Tu t’assois sagement sur ta chaise dans une quelconque salle du pavillon Jean-Brillant pour attendre le début de ton cours… Un de tes seuls cours à option, profites-en… Cours d’économie. Silence… le prof commence à parler. Papier ou clavier à la main, tu rédiges par bribes l’essence de ce qui se rend à tes oreilles en te perdant dans tes propres logodédales. Soudain, entre le coût marginal minimum et le coût moyen minimum, une question chemine jusqu’à ton esprit… « Monsieur, que signifie le terme économie au juste ? » Bombage de torse… Providence… « Ah ! — rictus de fierté — Mais c’est l’oikonomia ! En grec ancien, cela signifie l’administration de la mai… » Tonnerre… Le soleil arrête sa course… Alain Deneault entre en trombe et crie : « J’ACCUSE ! »


Dans sa dernière série d’ouvrages, Alain Deneault, que l’on connaît surtout au Québec pour ses démystifications des paradis fiscaux et de l’industrie minière canadienne, tente d’élaborer une généalogie du terme économie, et ce dans l’objectif d’en dévoiler la polysémie et de finalement « enlever l’économie aux économistes » (Deneault [1], 11). Dans les trois premiers pamphlets de cette série, Deneault relève, plus ou moins à rebours, l’évolution de la signification de ce terme en commençant par analyser celle qu’il a prise sous la plume des naturalistes, puis en consacrant les deux autres à la théologie et à l’esthétique.
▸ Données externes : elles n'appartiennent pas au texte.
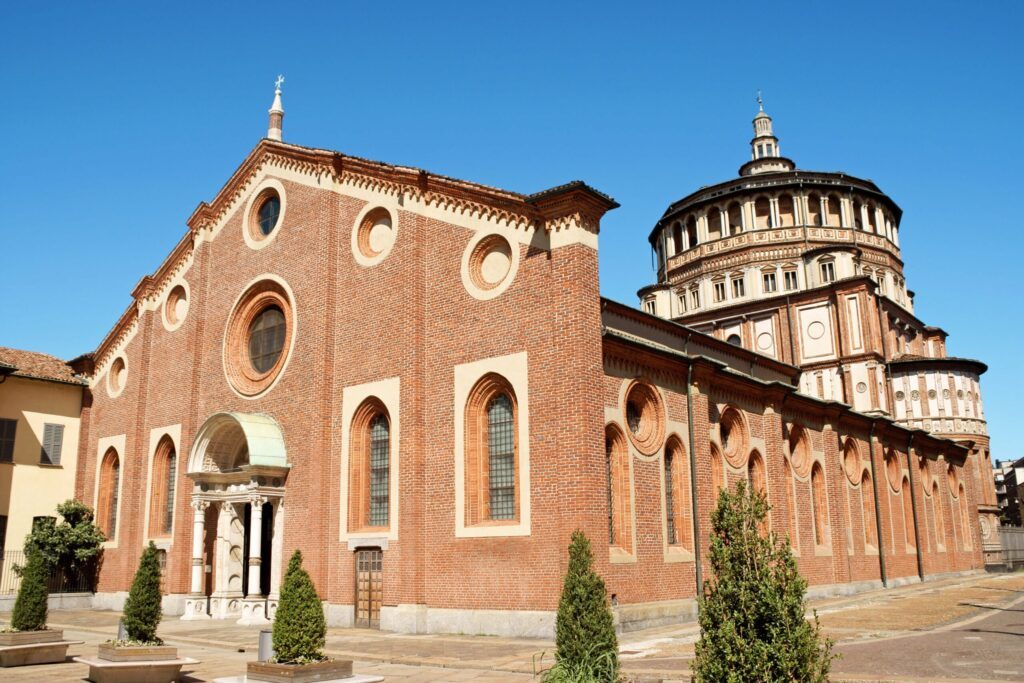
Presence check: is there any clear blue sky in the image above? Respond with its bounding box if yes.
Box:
[0,1,1024,459]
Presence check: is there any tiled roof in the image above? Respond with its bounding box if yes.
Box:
[0,346,85,384]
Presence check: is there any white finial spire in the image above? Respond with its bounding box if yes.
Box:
[266,74,285,140]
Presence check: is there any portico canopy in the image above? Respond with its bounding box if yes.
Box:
[188,413,290,474]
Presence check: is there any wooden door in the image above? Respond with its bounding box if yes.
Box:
[355,549,384,629]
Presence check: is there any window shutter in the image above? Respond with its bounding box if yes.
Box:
[39,424,63,465]
[0,419,17,463]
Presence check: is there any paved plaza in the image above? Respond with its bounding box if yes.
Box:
[0,573,1024,683]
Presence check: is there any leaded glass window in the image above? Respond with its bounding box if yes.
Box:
[370,415,391,526]
[249,306,286,373]
[487,393,515,519]
[106,457,121,539]
[665,451,678,546]
[259,195,281,237]
[604,437,615,545]
[164,446,178,533]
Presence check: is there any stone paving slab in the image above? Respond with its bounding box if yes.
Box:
[0,572,1024,683]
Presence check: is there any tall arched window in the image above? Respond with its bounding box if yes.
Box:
[466,374,519,524]
[782,458,800,550]
[348,397,391,530]
[604,425,633,552]
[956,483,974,550]
[807,194,824,225]
[900,477,916,552]
[96,449,121,541]
[811,463,828,546]
[860,470,879,548]
[150,435,178,538]
[932,481,946,551]
[665,437,690,548]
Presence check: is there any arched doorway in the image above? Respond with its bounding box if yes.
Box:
[182,413,290,624]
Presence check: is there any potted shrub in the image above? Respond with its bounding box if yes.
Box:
[247,550,352,683]
[76,541,197,683]
[0,549,82,667]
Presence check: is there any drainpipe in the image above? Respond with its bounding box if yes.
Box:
[906,432,925,581]
[867,422,889,588]
[686,350,703,598]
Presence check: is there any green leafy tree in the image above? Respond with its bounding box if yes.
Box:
[25,500,106,570]
[10,550,49,631]
[545,529,618,683]
[122,541,163,643]
[693,482,835,683]
[273,550,327,664]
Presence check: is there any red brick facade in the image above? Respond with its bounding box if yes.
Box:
[77,140,981,633]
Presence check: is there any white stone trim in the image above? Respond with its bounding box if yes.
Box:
[453,351,530,539]
[350,202,399,268]
[338,377,401,549]
[106,353,128,398]
[142,423,181,550]
[220,274,299,400]
[160,278,191,332]
[459,229,523,301]
[92,434,127,549]
[242,177,288,251]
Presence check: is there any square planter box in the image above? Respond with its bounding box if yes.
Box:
[246,659,352,683]
[97,643,178,661]
[0,629,63,647]
[0,630,82,667]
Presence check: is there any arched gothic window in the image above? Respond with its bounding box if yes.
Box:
[665,437,690,548]
[811,463,828,546]
[150,435,178,538]
[860,470,879,548]
[348,397,391,530]
[604,425,633,552]
[900,477,916,552]
[466,374,519,524]
[932,481,946,551]
[96,449,121,541]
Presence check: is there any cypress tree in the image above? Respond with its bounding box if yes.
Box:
[123,541,163,643]
[273,550,327,664]
[10,550,49,631]
[546,529,618,682]
[693,481,835,683]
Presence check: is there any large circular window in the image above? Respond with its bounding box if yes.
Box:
[462,232,519,300]
[224,280,295,396]
[625,381,665,456]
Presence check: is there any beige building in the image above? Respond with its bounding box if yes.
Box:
[0,347,86,565]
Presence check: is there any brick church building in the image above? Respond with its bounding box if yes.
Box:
[70,83,991,636]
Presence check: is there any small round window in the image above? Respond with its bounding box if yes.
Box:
[256,191,281,238]
[626,381,665,456]
[249,305,287,374]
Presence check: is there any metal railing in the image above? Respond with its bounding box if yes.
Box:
[999,526,1024,568]
[0,550,96,595]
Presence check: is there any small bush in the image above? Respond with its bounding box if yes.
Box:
[693,481,835,683]
[10,550,49,631]
[544,529,618,683]
[273,550,327,664]
[123,541,163,644]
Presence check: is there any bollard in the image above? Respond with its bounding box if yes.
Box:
[256,629,273,661]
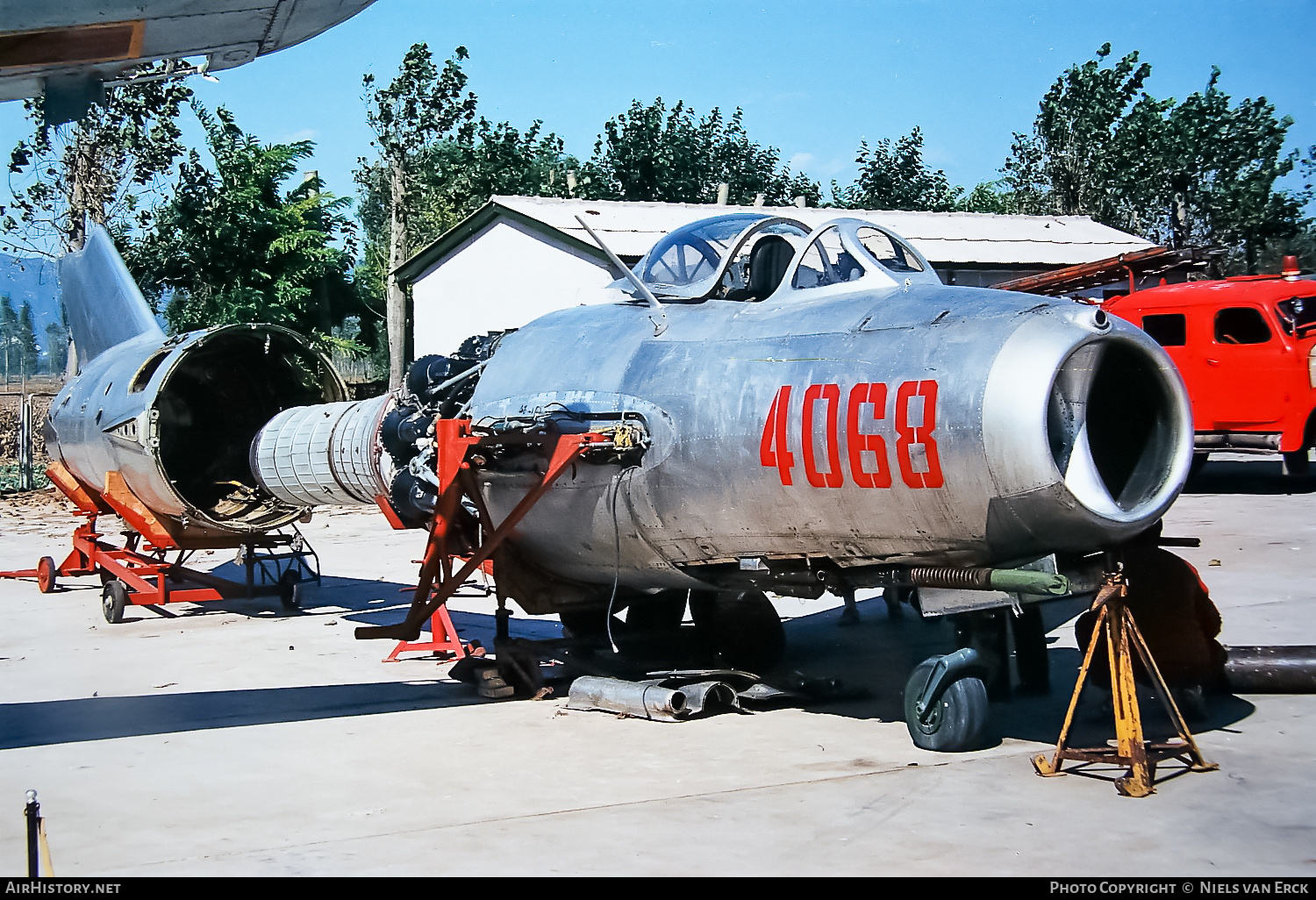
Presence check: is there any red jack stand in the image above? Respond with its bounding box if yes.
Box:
[384,605,470,662]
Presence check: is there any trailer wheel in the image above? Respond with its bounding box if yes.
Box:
[279,568,302,610]
[100,579,128,625]
[905,657,990,753]
[37,557,60,594]
[690,591,786,674]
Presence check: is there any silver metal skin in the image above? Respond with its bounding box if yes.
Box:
[46,228,347,534]
[252,394,394,507]
[470,220,1192,589]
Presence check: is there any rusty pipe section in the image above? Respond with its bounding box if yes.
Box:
[1226,646,1316,694]
[907,566,1070,596]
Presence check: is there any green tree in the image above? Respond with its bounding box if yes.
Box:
[18,300,41,376]
[0,81,192,255]
[0,294,21,384]
[358,44,476,387]
[1000,44,1307,271]
[0,294,41,384]
[832,128,965,212]
[46,323,68,375]
[576,97,823,207]
[126,104,360,344]
[1148,68,1303,273]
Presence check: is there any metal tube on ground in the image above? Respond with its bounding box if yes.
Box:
[1226,646,1316,694]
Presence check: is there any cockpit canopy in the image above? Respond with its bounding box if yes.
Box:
[612,213,940,302]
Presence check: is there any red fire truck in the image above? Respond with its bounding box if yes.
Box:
[1103,257,1316,475]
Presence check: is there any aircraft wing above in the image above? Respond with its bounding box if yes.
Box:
[0,0,374,125]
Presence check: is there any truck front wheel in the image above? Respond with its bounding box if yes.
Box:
[1284,447,1311,478]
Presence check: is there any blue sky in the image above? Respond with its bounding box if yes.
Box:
[0,0,1316,237]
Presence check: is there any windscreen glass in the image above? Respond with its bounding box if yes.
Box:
[857,228,923,273]
[632,213,766,297]
[791,226,863,289]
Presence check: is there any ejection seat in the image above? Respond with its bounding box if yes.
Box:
[726,234,795,300]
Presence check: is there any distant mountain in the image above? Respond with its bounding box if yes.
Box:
[0,253,61,353]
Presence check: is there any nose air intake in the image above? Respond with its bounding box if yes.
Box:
[1047,339,1181,518]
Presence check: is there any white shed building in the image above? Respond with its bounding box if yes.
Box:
[399,196,1155,357]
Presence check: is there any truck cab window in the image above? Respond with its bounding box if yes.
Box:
[1142,313,1189,347]
[1216,307,1270,344]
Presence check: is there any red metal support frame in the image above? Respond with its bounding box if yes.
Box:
[355,418,607,642]
[0,462,311,607]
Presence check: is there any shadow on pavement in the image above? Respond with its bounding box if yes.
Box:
[0,682,487,750]
[782,599,1255,746]
[1184,457,1316,496]
[0,578,1255,749]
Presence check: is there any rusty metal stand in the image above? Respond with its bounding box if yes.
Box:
[1033,571,1220,797]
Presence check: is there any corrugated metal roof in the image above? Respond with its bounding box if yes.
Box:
[490,196,1155,266]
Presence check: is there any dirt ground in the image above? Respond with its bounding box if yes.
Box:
[0,457,1316,879]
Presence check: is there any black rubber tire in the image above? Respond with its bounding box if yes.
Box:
[690,591,786,675]
[1282,447,1312,478]
[279,568,302,611]
[37,557,60,594]
[100,578,128,625]
[905,657,991,753]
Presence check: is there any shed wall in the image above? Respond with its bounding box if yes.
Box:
[412,221,621,357]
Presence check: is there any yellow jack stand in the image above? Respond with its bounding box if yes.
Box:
[1033,571,1220,797]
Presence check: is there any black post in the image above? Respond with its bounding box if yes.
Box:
[24,791,41,878]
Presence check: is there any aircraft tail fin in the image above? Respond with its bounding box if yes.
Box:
[58,225,165,368]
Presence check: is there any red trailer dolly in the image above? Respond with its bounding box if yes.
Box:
[0,462,320,624]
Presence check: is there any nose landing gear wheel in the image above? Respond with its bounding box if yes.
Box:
[905,657,990,753]
[100,579,128,625]
[279,568,302,611]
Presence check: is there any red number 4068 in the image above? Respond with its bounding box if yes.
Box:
[760,381,944,489]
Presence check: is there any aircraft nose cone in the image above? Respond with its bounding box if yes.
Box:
[983,310,1192,549]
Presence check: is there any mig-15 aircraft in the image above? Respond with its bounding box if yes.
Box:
[253,212,1192,749]
[25,212,1192,750]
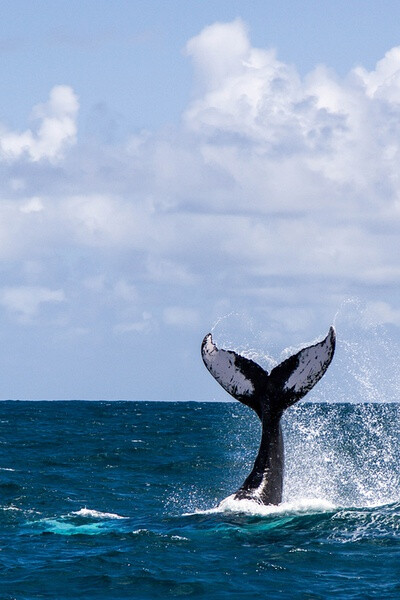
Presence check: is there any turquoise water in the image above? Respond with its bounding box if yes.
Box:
[0,402,400,600]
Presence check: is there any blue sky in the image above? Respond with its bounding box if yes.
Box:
[0,0,400,400]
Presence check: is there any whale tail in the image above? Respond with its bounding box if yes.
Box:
[201,327,336,419]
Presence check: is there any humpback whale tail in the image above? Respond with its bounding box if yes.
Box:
[201,327,335,504]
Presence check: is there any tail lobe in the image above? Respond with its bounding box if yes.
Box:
[201,327,335,419]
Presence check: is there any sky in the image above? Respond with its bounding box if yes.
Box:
[0,0,400,400]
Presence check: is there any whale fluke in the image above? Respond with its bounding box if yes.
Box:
[201,327,336,504]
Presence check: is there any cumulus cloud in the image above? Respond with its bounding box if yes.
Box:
[0,85,79,162]
[0,286,66,319]
[0,19,400,356]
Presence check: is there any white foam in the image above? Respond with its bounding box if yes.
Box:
[72,507,129,519]
[183,495,337,516]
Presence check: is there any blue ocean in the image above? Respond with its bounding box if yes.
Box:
[0,401,400,600]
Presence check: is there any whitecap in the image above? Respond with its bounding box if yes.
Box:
[72,506,129,519]
[183,495,337,516]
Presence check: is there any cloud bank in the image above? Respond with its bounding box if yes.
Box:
[0,20,400,396]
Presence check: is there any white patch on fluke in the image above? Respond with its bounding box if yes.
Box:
[202,333,254,396]
[284,329,335,392]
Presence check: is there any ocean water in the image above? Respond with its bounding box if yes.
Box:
[0,401,400,600]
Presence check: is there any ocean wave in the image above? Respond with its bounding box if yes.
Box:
[71,506,129,519]
[182,495,338,516]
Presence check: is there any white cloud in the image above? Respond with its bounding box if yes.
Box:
[0,286,66,319]
[0,85,79,162]
[0,20,400,352]
[163,306,199,327]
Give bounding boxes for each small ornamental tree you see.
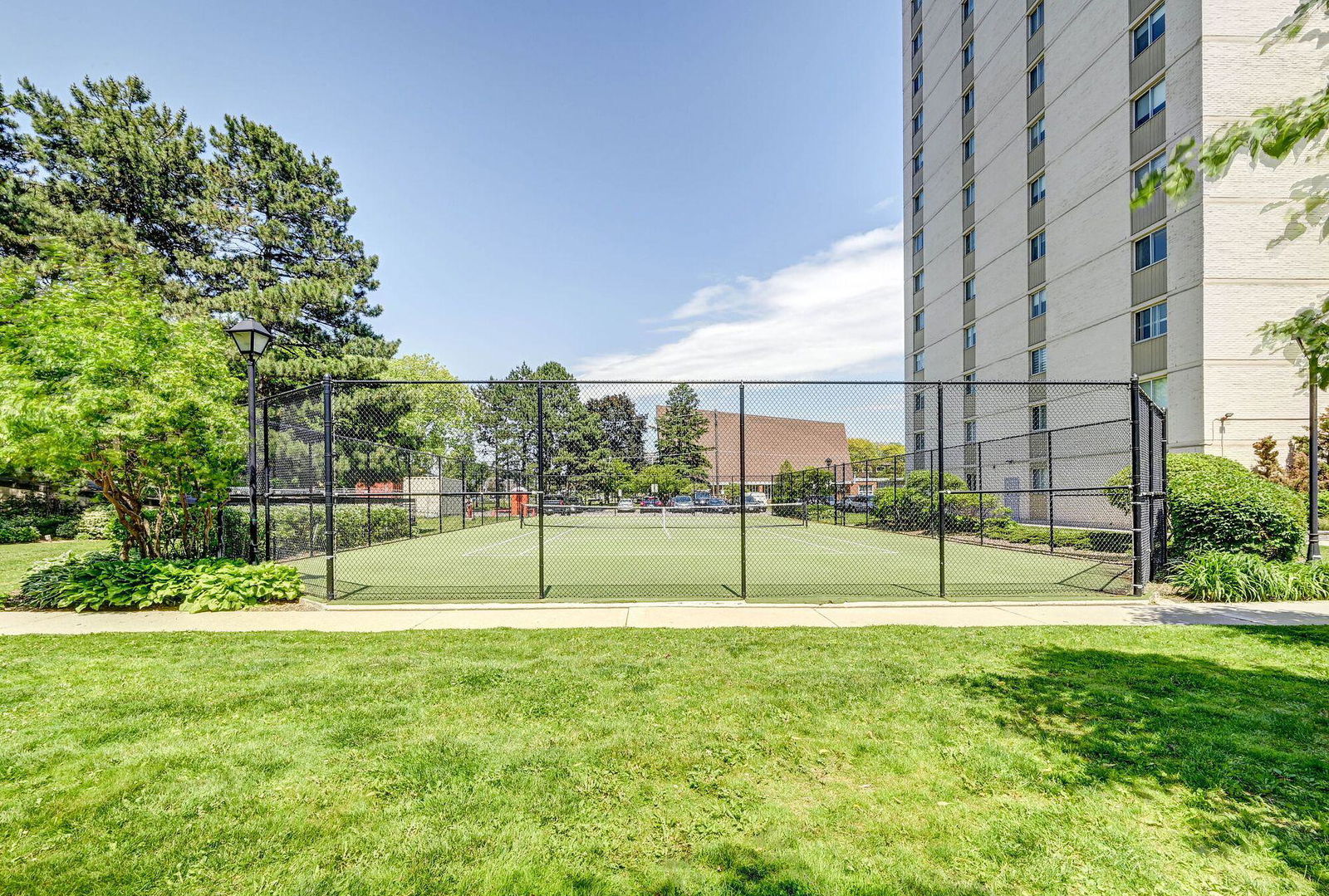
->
[0,250,246,557]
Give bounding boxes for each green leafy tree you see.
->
[848,438,905,476]
[586,392,646,469]
[0,248,246,557]
[1134,0,1329,243]
[10,77,395,385]
[655,383,711,484]
[623,464,694,500]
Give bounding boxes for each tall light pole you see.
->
[226,318,272,564]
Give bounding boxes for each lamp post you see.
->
[226,318,272,564]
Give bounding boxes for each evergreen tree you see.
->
[655,383,711,482]
[0,77,396,388]
[586,392,646,469]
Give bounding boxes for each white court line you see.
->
[792,531,900,555]
[775,531,846,555]
[461,531,534,557]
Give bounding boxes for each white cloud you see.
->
[576,226,904,379]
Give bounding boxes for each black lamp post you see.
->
[226,318,272,564]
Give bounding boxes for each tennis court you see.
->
[297,511,1130,602]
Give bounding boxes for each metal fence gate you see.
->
[244,379,1167,602]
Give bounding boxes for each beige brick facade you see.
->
[902,0,1329,462]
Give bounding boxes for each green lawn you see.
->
[0,628,1329,896]
[0,540,110,595]
[295,515,1131,602]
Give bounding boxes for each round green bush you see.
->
[1108,453,1307,560]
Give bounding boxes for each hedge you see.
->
[1171,551,1329,601]
[11,551,302,613]
[1107,453,1307,560]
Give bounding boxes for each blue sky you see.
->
[0,0,902,379]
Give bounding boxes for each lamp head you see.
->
[226,318,272,358]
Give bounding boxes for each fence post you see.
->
[738,383,749,601]
[1047,429,1057,555]
[1130,375,1148,597]
[323,374,336,601]
[534,383,545,598]
[933,383,946,600]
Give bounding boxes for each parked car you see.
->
[545,495,576,516]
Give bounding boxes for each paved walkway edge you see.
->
[0,601,1329,635]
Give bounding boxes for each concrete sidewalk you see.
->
[0,601,1329,634]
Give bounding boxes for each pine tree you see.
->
[586,392,646,469]
[655,383,711,482]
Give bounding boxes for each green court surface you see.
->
[292,517,1131,604]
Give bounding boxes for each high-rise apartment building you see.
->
[904,0,1329,462]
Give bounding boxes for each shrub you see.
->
[1172,551,1329,601]
[1107,453,1307,560]
[75,507,115,540]
[0,522,42,545]
[13,551,301,613]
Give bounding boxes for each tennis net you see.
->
[521,502,808,531]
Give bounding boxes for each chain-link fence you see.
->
[236,379,1165,602]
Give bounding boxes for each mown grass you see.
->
[0,628,1329,896]
[0,538,110,598]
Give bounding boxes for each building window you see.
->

Ce faisant, il soulève le legs — ou plutôt la corruption — de ces multiples significations à l’économie dans son acception capitaliste.


D’abord, l’étymologie même du mot économie est à remettre en question. Car qu’est-ce que cet oikos auquel réfère l’économie ? Plus que la maison, l’oikos renvoie à la notion d’un titre, de patrimoine appelé à se perpétuer, ainsi qu’à son patriarche, dont le rapport autoritaire vis-à-vis des membres de la maisonnée est en rapport d’imitation direct à Zeus. L’économie apparaît ainsi comme « principe référentiel assoyant ce qui fait autorité, bien avant de consister en une série de directives pragmatiques et d’adages pratiques sur la bonne gestion de l’habitat » (Deneault [3], 37). Ce principe est assis sur la « juste mesure, la pondération ou la limitation, toutes trois fonctions de nécessités » (Deneault [3], 38). Deneault retrace la transposition de ce principe en termes pratiques jusqu’à Aristote, pour qui la cité devient le sujet d’un discours économique sur des enjeux d’utilité et de justice. Mais au-delà du politique, l’économie s’est aussi transposée dans l’art des formes d’agencement, que ce soit en poésie, en rhétorique ou en musique, renvoyant à une idée d’harmonie naturelle de la structure et, par extension, de la présentation d’une substance.

L’économie telle qu’on la connaît aujourd’hui perd alors de vue ses pareils d’hier.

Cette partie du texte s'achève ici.